That's awesome! I'm so glad to hear it! ^_^

I've been playing a lot of World of Warcraft lately, even more than what I used to. Mister and I decided to level Pandaren Monks, so we did that, then a bunch of my guildmates went over to the Horde side and named a guild after me (my main character, actually. The Guild's called "Legion of Theae), so I HAD to join it. We've been leveling our very first Horde-side toons. She's a level 75 Discipline Priest as of today, and the guild is already level 6 even though it's only 2 weeks old! We've been questing our asses off. Thank God they removed the limits on how much guild XP you can get per week.

Anyway...I'm disappointed by how rude people can be on the Horde side. I've gotten a lot more harassment because of my gender from the Red team than I ever did on the Alliance, it's one of the reasons I've been so reluctant to level a Horde toon.
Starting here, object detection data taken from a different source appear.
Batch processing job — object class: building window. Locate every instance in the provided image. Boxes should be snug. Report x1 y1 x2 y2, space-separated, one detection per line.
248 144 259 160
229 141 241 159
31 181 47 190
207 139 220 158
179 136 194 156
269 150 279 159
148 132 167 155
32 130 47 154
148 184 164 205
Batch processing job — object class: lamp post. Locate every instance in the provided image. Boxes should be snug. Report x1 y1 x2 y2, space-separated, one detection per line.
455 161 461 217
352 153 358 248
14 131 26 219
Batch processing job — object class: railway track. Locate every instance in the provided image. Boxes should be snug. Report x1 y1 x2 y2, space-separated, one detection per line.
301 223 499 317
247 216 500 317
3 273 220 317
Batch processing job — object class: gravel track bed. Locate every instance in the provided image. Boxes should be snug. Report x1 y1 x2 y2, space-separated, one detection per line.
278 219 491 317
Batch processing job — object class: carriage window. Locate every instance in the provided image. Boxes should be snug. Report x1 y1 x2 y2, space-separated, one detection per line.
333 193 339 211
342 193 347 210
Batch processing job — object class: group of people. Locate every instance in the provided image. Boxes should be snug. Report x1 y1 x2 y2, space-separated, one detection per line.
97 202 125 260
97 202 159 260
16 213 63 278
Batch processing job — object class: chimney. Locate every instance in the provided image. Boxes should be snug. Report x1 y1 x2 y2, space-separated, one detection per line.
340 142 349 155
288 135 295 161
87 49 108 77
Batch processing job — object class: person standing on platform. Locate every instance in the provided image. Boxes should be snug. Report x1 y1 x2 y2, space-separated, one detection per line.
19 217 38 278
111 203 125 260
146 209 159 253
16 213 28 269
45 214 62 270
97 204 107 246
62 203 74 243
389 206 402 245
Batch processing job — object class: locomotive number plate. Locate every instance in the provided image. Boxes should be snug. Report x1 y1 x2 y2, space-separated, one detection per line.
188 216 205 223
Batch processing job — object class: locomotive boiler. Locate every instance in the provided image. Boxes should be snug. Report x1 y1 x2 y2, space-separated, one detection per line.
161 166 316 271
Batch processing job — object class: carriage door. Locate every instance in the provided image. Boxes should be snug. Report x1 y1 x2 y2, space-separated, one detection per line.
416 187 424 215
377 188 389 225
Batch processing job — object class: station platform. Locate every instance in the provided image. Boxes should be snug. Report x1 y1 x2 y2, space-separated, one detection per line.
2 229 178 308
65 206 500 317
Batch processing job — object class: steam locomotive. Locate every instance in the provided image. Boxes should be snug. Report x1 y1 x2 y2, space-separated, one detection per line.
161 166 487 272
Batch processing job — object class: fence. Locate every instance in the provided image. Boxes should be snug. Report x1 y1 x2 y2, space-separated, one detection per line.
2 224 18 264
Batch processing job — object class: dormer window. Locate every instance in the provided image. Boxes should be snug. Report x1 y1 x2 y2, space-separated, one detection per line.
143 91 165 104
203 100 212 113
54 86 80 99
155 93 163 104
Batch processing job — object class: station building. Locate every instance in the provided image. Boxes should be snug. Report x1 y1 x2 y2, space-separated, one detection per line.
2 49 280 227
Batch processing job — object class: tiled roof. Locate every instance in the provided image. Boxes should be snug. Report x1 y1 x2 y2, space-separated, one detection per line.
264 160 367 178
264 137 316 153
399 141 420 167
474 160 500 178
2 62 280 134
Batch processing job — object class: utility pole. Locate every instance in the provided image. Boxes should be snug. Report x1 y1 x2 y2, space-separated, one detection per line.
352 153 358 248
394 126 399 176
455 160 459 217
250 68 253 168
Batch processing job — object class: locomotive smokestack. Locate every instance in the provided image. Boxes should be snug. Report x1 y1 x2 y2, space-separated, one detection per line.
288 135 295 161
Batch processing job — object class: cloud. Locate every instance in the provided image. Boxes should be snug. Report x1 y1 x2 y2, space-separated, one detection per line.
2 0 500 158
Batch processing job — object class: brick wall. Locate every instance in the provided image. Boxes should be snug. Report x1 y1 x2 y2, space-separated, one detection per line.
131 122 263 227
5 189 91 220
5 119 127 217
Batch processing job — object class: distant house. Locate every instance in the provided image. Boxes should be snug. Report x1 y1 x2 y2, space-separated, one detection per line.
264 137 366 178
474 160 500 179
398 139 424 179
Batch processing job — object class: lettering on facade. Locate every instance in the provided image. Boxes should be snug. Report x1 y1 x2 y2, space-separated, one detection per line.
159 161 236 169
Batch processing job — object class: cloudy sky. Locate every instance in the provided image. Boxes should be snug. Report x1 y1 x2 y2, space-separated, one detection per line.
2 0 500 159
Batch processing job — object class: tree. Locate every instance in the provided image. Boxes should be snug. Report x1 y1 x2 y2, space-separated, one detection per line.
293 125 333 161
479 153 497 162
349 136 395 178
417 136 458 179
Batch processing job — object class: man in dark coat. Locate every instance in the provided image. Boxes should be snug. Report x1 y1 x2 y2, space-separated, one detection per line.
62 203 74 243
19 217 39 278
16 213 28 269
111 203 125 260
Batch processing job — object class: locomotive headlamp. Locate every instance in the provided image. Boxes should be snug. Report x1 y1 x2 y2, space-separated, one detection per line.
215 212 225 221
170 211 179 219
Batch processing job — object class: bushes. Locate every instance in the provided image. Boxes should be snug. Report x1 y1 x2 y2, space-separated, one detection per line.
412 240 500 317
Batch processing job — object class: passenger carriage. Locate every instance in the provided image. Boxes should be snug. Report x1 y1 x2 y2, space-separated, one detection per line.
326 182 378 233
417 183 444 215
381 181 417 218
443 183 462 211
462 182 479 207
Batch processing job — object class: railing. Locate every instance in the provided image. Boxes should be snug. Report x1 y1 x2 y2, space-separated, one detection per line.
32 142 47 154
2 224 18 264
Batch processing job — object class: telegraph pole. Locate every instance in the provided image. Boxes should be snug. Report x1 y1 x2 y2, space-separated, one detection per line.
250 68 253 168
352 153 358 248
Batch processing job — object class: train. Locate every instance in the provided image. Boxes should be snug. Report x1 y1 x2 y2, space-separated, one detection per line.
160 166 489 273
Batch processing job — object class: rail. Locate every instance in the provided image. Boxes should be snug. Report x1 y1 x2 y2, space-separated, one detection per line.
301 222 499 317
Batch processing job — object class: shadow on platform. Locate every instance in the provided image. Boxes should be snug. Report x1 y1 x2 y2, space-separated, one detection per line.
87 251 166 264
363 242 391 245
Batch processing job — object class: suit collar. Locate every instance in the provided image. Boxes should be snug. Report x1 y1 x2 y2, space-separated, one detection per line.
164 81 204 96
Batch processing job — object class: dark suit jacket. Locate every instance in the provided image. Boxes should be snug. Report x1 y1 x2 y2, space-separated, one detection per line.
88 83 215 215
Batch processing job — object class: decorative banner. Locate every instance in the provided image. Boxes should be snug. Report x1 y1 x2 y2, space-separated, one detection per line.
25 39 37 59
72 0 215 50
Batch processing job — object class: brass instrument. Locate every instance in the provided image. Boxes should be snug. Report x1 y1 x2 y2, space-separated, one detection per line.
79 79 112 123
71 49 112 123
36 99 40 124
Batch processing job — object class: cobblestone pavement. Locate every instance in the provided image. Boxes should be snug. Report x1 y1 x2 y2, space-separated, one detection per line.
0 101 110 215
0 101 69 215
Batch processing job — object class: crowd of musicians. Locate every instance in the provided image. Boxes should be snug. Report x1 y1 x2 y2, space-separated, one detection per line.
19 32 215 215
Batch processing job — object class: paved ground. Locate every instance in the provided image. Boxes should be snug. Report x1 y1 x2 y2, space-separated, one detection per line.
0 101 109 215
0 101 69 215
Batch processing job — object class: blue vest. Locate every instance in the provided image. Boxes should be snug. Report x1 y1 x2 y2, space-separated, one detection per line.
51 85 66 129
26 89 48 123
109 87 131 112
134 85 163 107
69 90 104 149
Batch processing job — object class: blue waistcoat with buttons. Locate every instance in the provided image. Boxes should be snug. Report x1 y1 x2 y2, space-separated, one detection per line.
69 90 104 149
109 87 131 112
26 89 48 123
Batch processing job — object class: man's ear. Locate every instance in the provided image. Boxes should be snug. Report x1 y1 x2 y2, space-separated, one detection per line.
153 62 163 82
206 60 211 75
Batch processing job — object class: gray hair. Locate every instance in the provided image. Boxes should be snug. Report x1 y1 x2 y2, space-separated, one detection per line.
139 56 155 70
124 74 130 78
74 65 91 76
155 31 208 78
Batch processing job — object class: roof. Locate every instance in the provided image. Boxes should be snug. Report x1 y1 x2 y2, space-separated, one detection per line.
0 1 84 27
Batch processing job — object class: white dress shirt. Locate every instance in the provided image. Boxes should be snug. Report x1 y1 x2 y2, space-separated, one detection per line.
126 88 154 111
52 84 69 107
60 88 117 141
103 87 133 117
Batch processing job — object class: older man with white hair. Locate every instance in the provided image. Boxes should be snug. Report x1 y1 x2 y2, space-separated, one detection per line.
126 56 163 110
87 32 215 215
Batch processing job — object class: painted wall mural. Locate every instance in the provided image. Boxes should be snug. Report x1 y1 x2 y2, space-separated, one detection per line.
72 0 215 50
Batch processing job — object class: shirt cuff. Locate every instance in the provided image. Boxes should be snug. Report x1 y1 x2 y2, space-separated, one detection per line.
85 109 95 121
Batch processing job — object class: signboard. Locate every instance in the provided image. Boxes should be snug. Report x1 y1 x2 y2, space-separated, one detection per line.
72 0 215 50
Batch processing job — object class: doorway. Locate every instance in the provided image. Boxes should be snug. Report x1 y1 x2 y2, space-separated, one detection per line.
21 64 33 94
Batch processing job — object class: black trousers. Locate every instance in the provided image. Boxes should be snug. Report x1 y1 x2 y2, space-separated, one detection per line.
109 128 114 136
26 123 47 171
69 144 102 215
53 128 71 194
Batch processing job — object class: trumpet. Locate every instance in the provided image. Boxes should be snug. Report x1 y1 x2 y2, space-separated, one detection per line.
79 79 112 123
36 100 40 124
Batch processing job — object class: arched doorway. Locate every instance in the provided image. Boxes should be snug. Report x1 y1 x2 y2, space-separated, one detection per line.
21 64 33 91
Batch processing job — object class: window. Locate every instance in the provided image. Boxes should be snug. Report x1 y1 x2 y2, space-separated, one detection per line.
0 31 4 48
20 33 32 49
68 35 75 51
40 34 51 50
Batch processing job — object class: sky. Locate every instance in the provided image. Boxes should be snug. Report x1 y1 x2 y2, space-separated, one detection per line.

But hey, I stick with my guildmates and they'll jump on any asshole that cracks a nasty remark about me. It's not like my Horde toon will be my new main, after all.
 
That's awesome! I'm so glad to hear it! ^_^

I've been playing a lot of World of Warcraft lately, even more than what I used to. Mister and I decided to level Pandaren Monks, so we did that, then a bunch of my guildmates went over to the Horde side and named a guild after me (my main character, actually. The Guild's called "Legion of Theae), so I HAD to join it. We've been leveling our very first Horde-side toons. She's a level 75 Discipline Priest as of today, and the guild is already level 6 even though it's only 2 weeks old! We've been questing our asses off. Thank God they removed the limits on how much guild XP you can get per week.

Anyway...I'm disappointed by how rude people can be on the Horde side. I've gotten a lot more harassment because of my gender from the Red team than I ever did on the Alliance, it's one of the reasons I've been so reluctant to level a Horde toon. But hey, I stick with my guildmates and they'll jump on any asshole that cracks a nasty remark about me. It's not like my Horde toon will be my new main, after all.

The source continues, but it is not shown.